Mehmet Horoz, Turkay Ozcan, Altan Yildiz, Ebru Gok Oguz, Ahmet Kiykim and Kenan Turgutalp
Accepted Abstracts: J Nephrol Therapeut
C entral venous catheter (CVC) insertion has been performed frequently for hemodialysis (HD) in HD patients. One of the most important long-term complications of CVC is the central venous occlusion (CVO). HD patients with arteriovenous fistula (AVF) and without a previous history of a central venous catheterization may also develop CVO. Case: A 69-year-old female patient was admitted to our hospital with complaint of swelling, pain, and severe venous collateral on her left arm and hemithorax.
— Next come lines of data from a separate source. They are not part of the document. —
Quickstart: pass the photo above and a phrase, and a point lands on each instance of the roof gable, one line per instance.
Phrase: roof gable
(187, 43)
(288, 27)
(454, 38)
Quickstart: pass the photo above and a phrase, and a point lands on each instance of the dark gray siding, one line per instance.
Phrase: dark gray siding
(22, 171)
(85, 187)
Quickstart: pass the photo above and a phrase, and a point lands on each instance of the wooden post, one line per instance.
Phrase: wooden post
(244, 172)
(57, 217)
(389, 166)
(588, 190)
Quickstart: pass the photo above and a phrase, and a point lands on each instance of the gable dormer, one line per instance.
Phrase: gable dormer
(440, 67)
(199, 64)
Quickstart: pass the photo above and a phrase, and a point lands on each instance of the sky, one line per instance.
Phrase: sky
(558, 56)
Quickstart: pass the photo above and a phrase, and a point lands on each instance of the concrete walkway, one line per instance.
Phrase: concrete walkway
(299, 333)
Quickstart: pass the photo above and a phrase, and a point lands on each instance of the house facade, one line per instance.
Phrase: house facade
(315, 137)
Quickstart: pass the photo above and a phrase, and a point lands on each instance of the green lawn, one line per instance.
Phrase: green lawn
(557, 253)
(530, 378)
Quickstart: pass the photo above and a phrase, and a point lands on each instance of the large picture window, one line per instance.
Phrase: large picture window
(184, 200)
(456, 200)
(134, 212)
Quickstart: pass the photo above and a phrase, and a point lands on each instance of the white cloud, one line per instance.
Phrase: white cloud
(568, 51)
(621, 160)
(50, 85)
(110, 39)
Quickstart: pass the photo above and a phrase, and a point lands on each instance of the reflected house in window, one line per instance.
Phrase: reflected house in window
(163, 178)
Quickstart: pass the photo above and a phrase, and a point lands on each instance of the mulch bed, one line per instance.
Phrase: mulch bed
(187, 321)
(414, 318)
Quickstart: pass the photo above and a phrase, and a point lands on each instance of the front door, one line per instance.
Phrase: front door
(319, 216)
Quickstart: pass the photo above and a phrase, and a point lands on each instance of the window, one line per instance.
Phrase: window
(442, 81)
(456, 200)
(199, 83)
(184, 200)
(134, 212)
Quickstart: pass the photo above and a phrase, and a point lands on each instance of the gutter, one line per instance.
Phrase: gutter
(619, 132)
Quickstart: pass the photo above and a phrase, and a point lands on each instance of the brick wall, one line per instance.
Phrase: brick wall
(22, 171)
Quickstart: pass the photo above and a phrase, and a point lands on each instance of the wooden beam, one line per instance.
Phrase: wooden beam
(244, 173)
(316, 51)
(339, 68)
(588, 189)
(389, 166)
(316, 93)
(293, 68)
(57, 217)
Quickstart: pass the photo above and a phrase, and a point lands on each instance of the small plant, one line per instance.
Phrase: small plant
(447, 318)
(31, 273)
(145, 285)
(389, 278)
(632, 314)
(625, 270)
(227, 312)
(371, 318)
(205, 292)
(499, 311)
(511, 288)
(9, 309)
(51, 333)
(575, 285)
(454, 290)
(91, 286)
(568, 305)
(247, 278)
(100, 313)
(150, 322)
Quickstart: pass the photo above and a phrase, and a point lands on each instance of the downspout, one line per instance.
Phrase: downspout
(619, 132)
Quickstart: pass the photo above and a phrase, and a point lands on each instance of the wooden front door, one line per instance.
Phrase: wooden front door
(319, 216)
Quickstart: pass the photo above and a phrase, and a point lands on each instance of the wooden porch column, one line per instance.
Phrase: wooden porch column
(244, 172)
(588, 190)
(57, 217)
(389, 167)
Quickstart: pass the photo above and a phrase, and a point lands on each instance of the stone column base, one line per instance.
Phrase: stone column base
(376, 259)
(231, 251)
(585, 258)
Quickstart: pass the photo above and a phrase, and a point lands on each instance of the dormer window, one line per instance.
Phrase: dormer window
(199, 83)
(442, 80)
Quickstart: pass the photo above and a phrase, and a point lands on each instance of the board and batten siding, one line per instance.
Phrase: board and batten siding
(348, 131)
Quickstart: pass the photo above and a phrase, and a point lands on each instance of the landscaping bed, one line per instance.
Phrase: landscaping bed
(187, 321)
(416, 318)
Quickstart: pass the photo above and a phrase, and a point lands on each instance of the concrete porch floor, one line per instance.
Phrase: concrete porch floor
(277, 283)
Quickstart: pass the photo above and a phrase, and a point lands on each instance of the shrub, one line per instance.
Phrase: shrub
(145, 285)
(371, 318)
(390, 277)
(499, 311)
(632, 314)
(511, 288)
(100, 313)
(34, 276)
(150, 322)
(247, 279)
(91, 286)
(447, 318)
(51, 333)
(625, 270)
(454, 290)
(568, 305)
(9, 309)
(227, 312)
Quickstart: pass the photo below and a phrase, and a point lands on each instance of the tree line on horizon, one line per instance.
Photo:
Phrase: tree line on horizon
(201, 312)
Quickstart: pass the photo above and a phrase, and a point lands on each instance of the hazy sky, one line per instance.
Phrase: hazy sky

Her past medical history revealed the diagnosis of diabetes mellitus and hypertension for 20 years. Seven years earlier, she experienced unclassified acute renal failure and received HD treatment initially via left internal jugular CVC for 28 days and then via AVF created on left radial snuff box for 3 months. After this period, as her renal functions recovered, HD treatment was no longer needed. After initial evaluation, fistulography was performed and left brachiocephalic vein occlusion was detected. During fistulography, PTA and stent implantation was performed successfully. Two hours after the procedure, the patient experienced acute respiratory distress. Her physical examination revealed bilateral jugular venous distention, bilateral crackles at the lower fields of the lung, and tachycardia. Chest X-ray revealed pulmonary edema. In conclusion, it should be kept in the mind that treatment of CVO with serious venous congestion may result in the development of acute high-output heart failure (HOHF). Before the revascularization procedure, cardiac functions and factors associated with the development of acute HOHF should be evaluated carefully in patients with CVO. Furthermore, reporting of the post-procedural acute complications will improve the awareness and preventive measures.